When you’re young, it’s easy to imagine. The way life could be. What you could become. How the world might change. 

It all seems possible.

My neighbor and I used to pretend we were Spy Kids (a terrible, but great ‘90s movie). We had these backpacks filled with potions (his mom’s moisturizers) and prank gifts (like the peanut jar and a fart machine). We marked an intricate path in the woods between our houses using red duct tape, in case for some reason, the bad guys and gals came and we couldn’t just walk across the street to each other’s houses. 

At some point, we stopped doing stuff like that. We grew up, whatever that means. I know that I ‘got serious’ about sports and school, about fitting into my life and to the world around me. I stopped acting. I stopped reading fiction. I stopped following my own curiosities. 

I can’t pinpoint the exact time; I only have a general recollection of moments that led to my hardening. I’ve seen it happen in other kids since. A series of events suck the ease of life away and their eyes seem to change. 

Soon, this is made worse by the acute stresses of growing up. Building an identity.

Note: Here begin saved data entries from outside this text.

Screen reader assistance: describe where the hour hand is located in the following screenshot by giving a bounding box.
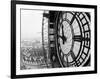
[61,25,67,44]
[58,35,67,44]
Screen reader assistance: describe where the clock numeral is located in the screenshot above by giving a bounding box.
[73,35,82,42]
[63,55,69,67]
[70,13,77,25]
[70,51,76,60]
[73,34,90,42]
[70,50,79,66]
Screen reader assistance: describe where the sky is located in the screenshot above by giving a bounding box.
[21,9,44,41]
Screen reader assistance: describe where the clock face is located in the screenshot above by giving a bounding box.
[56,12,91,67]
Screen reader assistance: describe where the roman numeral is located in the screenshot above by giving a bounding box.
[70,50,76,60]
[70,13,77,25]
[70,50,78,66]
[73,35,90,42]
[73,35,82,42]
[63,55,69,67]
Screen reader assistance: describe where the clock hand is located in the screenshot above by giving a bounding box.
[58,35,63,39]
[62,25,67,44]
[58,25,67,44]
[62,24,64,37]
[58,35,67,44]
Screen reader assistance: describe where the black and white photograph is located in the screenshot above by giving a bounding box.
[20,10,91,70]
[11,1,97,78]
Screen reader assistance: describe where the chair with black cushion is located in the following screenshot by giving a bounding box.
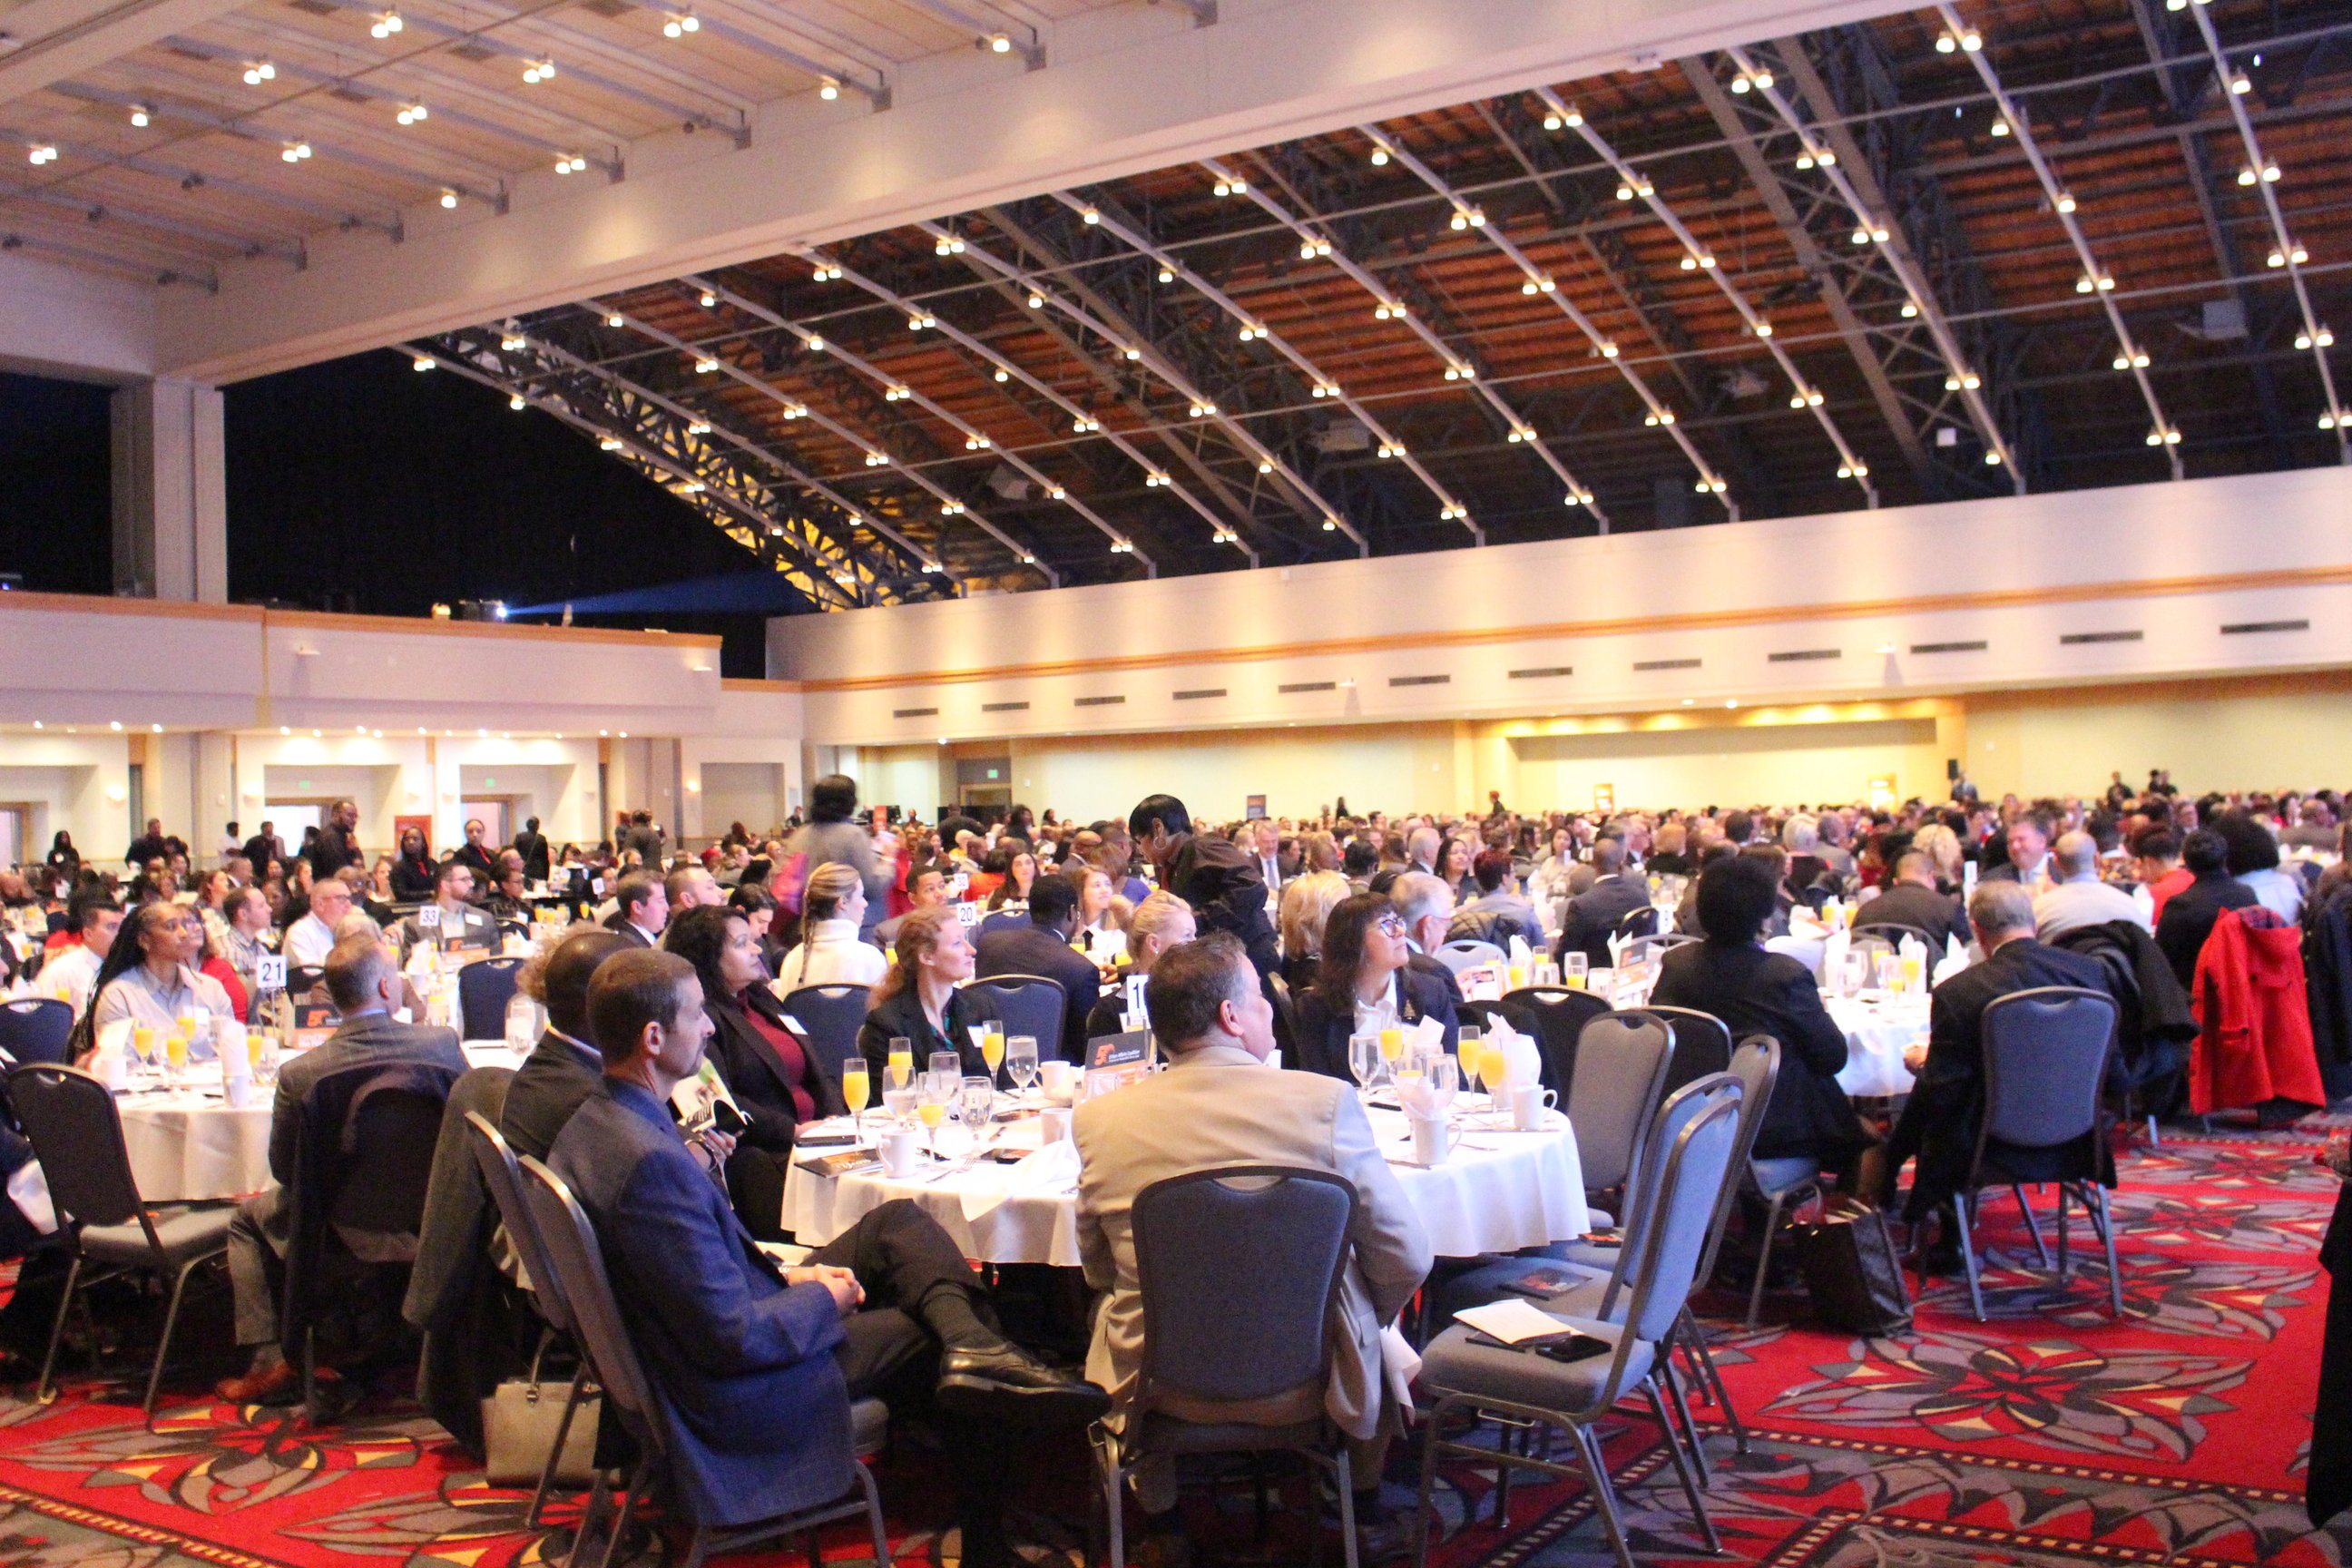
[1500,988,1613,1102]
[1413,1083,1743,1568]
[516,1154,889,1568]
[779,985,869,1081]
[1847,933,1897,961]
[1563,1014,1675,1222]
[964,975,1067,1061]
[287,965,327,999]
[6,1063,232,1412]
[0,998,74,1064]
[1613,905,1660,943]
[459,957,527,1041]
[278,1061,462,1429]
[1950,985,2124,1321]
[1268,974,1300,1055]
[1851,921,1940,957]
[1097,1165,1362,1568]
[1621,933,1698,972]
[466,1111,596,1530]
[1634,1005,1734,1094]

Finding and keeping friends. Making your parents proud. Getting into the right colleges. Paying bills. Landing a job. Taking care of business.

It becomes almost impossible to reconnect with the kids we once were.

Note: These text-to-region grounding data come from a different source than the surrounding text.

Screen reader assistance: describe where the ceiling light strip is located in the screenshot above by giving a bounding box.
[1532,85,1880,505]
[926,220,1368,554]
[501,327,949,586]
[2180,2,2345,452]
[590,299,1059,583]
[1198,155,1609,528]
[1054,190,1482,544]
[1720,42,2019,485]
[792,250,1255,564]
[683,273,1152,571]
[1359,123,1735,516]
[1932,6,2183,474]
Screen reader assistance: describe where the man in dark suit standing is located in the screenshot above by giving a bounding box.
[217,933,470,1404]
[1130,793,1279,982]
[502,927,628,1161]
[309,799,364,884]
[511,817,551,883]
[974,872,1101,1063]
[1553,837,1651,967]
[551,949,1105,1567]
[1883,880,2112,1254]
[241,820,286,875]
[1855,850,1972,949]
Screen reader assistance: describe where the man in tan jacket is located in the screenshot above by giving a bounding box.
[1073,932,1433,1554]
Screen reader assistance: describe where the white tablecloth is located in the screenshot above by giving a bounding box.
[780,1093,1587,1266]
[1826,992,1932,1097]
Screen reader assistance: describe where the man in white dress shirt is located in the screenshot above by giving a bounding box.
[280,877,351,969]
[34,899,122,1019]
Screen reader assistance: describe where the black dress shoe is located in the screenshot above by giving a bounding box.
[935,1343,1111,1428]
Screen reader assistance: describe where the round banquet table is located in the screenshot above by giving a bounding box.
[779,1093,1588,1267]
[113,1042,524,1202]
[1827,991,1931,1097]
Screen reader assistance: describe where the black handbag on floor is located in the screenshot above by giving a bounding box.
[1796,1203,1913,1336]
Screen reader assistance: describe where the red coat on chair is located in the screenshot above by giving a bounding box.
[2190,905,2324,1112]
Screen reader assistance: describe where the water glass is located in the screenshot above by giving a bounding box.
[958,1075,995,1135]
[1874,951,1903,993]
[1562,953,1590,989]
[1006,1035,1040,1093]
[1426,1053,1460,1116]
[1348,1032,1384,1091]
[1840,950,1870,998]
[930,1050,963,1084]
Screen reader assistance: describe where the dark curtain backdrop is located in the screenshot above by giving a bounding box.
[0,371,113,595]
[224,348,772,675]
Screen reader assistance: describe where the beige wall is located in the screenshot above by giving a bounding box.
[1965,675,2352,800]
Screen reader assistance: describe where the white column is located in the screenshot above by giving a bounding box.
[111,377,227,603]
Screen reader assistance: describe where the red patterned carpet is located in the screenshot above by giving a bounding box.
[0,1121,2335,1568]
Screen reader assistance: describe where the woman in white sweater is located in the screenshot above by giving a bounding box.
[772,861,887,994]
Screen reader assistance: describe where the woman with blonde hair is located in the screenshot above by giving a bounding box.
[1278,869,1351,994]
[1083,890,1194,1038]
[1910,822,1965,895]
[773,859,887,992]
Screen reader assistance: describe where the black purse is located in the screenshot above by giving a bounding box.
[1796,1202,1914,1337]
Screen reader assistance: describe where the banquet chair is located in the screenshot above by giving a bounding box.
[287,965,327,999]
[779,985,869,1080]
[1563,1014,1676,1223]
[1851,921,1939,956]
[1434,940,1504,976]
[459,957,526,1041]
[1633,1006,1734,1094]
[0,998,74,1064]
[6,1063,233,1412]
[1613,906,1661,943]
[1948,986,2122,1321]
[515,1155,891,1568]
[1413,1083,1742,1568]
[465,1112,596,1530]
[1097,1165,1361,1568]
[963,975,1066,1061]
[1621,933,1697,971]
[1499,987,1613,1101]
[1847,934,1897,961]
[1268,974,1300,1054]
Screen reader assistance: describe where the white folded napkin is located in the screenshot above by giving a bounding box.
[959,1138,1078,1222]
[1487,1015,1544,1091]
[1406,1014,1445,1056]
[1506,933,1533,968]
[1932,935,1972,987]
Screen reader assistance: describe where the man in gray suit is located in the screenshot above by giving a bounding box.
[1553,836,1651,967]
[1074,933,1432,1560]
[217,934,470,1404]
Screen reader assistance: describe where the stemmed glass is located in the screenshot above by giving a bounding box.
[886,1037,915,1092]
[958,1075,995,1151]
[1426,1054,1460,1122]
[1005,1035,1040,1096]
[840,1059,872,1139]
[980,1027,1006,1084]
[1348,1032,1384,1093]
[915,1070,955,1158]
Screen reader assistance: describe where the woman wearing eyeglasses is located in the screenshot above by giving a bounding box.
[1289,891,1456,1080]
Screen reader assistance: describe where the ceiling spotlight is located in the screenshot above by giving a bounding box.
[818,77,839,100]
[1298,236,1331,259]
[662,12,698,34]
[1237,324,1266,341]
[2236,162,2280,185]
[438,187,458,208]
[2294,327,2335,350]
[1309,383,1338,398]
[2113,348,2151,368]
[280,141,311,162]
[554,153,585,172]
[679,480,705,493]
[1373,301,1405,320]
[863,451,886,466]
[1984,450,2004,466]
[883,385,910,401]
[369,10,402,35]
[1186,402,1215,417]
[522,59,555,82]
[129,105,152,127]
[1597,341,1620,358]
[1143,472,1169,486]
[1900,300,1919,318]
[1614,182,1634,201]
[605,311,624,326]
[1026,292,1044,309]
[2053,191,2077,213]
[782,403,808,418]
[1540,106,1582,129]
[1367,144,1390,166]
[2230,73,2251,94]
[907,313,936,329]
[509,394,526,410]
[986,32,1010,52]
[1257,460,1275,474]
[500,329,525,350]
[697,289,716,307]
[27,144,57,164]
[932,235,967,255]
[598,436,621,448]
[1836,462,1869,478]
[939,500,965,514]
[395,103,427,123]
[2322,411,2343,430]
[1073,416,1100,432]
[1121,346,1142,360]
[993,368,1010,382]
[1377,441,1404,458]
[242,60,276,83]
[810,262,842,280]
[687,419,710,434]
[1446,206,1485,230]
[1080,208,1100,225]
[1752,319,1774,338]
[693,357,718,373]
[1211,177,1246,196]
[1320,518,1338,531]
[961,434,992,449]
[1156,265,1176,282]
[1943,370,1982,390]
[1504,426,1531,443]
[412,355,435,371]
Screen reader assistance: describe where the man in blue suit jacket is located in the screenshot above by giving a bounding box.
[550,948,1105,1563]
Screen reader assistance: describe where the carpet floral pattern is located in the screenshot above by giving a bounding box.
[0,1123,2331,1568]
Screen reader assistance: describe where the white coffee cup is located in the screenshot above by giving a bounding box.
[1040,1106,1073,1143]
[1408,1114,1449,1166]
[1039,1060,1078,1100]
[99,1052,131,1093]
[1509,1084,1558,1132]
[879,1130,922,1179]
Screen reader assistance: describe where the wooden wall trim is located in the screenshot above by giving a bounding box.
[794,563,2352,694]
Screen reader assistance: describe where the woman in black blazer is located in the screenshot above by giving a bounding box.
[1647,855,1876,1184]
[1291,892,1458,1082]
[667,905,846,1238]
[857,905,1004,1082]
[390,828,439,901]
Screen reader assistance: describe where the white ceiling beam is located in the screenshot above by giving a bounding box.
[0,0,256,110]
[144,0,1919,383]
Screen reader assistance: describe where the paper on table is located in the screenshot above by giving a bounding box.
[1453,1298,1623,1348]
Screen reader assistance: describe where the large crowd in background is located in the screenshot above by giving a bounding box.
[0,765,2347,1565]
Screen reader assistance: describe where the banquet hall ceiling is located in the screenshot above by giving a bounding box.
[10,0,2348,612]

Yet, you and I both know, buried in there somewhere - there is still a Spy Kid. A fourth grader who knows the way life could be, what you could become, and how the world might change as a result. There’s a remnant of hope left over underneath the cynicism that everything really is possible. 

When you get close enough to those memories, you can see yourself. You remember what it was like before you lost your innocence, before you became aware that you should be afraid, that you should hedge against failure. 

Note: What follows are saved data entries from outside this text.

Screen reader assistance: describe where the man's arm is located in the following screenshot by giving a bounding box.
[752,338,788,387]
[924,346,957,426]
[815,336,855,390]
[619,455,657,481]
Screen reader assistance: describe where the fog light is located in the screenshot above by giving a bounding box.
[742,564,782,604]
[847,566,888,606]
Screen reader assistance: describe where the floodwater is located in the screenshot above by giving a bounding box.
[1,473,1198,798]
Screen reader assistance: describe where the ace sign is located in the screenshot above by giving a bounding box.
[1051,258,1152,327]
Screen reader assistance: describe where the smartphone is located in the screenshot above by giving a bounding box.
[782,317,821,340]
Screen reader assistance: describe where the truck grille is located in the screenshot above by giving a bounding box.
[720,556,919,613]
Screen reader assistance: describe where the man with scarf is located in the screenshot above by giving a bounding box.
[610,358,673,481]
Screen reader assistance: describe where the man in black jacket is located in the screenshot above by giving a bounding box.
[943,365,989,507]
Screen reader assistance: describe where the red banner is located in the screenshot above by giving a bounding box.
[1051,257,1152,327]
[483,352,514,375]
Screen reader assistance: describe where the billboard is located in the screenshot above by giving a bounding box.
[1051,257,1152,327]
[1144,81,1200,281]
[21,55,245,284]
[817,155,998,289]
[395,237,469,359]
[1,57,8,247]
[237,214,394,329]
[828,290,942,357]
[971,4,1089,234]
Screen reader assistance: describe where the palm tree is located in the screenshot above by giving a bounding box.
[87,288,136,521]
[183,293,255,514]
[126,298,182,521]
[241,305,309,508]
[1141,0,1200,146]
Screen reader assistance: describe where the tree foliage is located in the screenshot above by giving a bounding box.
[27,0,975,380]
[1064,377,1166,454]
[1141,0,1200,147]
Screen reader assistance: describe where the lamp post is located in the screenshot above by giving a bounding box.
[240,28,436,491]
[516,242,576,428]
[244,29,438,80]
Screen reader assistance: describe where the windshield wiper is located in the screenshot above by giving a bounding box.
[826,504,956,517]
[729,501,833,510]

Back when life was easy and your ego wasn’t an obstacle.

You begin to realize that there’s a purity that’s still in you that you dance around. An innocence that you’ve come to despise because its left you feeling vulnerable. A subtle curiosity that is begging to be discovered again.

So you make it a point to start reading fiction again, to start creating things, to finger paint on the weekends, to color on the walls. You make it a point to get down to the eye level of your fourth grade self, start viewing the world through her eyes. 

You check to make sure your fart machine still has working batteries.

You put on your dope Spy Kid backpack with imaginary rocket boosters.

You find the red tape (duct, not bureaucratic).

And you dive back in…

To the calm clarity that anything is possible.